2013 - fidèle à sa politique de la mémoire courte, la Warner réactive le folklore du personnage pour rebooter le personnage, et le résultat est surprenant à plus d'un titre : Zack Snyder semble s'être effacé face à son mentor. Le film est plus sombre et sérieux qu'il ne pourrait l'être, plongeant tête la première dans cette tendance à en faire des caisses dans le misérabilisme. Il s'avère que Superman a toujours été un héros délicat à traiter, qu'il intéresse moins que d'autres personnages immédiatement plus intéressant (Batman et son côté sombre, Spider-Man et le reflet d'une adolescence en lutte permanente qu'il incarne) ; ici, le traitement très premier degré joue pourtant en faveur du personnage, l'amenant vers d'autre sentiers. Snyder fait oublier ses irritants tics de réalisation (les ralentis) et ses goûts musicaux douteux (coucou Watchmen) au profit d'un score quasi martial de Hans Zimmer qui, s'il finit par tourner en rond, impose un nouveau thème très efficace.

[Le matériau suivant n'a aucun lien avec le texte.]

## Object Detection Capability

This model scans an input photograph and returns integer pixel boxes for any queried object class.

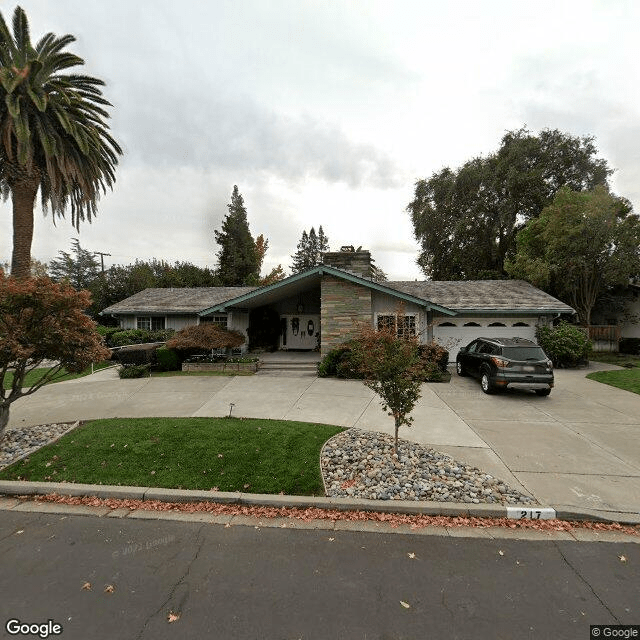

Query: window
[136,316,164,331]
[200,314,227,329]
[398,316,416,338]
[377,314,416,338]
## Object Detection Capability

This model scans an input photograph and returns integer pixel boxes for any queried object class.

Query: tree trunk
[393,418,400,456]
[11,176,40,278]
[0,404,11,440]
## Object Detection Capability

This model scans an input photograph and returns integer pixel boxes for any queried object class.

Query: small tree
[167,322,245,351]
[353,326,421,455]
[0,274,111,437]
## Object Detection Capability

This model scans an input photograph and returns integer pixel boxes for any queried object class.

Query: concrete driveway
[10,365,640,513]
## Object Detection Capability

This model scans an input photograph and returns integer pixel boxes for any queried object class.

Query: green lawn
[587,367,640,393]
[589,351,640,367]
[0,418,342,495]
[4,360,114,389]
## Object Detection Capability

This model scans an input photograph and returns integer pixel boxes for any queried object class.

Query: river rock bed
[0,422,78,469]
[320,429,536,505]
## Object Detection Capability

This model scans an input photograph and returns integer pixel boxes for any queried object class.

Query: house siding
[320,275,372,356]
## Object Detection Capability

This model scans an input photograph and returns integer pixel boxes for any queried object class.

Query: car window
[502,347,547,360]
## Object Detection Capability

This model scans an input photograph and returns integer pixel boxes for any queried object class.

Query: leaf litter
[11,493,640,536]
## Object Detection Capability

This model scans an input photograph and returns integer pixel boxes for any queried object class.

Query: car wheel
[480,371,495,393]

Le casting approche la perfection : on aurait pu croire que des noms aussi connus allaient vampiriser le film et ses intentions mais Russel Crowe et Kevin Costner sont parfaits, incarnant deux pendants différents d'une même figure paternelle. Il est presque surprenant de voir comme un visage peut correspondre à celui qu'on se fait du boy-scout de chez DC : Henry Cavill fait passer les tourments et les espoirs du personnage avec une simplicité confondante, c'est simple, on n'interroge jamais la légitimité de l'acteur qui a d'ailleurs pris une masse affolante pour le rôle.
Diane Lane est méconnaissable et son rôle de mère est simple mais magnifique (c'est beau, d'être mère), Laurence Fishburne est idéal dans le rôle, même juste entrevu, de Perry White. Michael Shannon est la caution over-the-top du film dans un rôle de psychopathe constamment furibard. Seule Amy Adams surnage comme elle peut dans cette réunion de bonshommes dans un énième rôle féminin sacrifié sur l'autel des rapports hommes/femmes : si on nous montre que Loïs Lane est une reporter de talent et pas exactement une demoiselle en détresse, elle n'existe au final que pour servir l'hypothétique relation amoureuse avec Superman.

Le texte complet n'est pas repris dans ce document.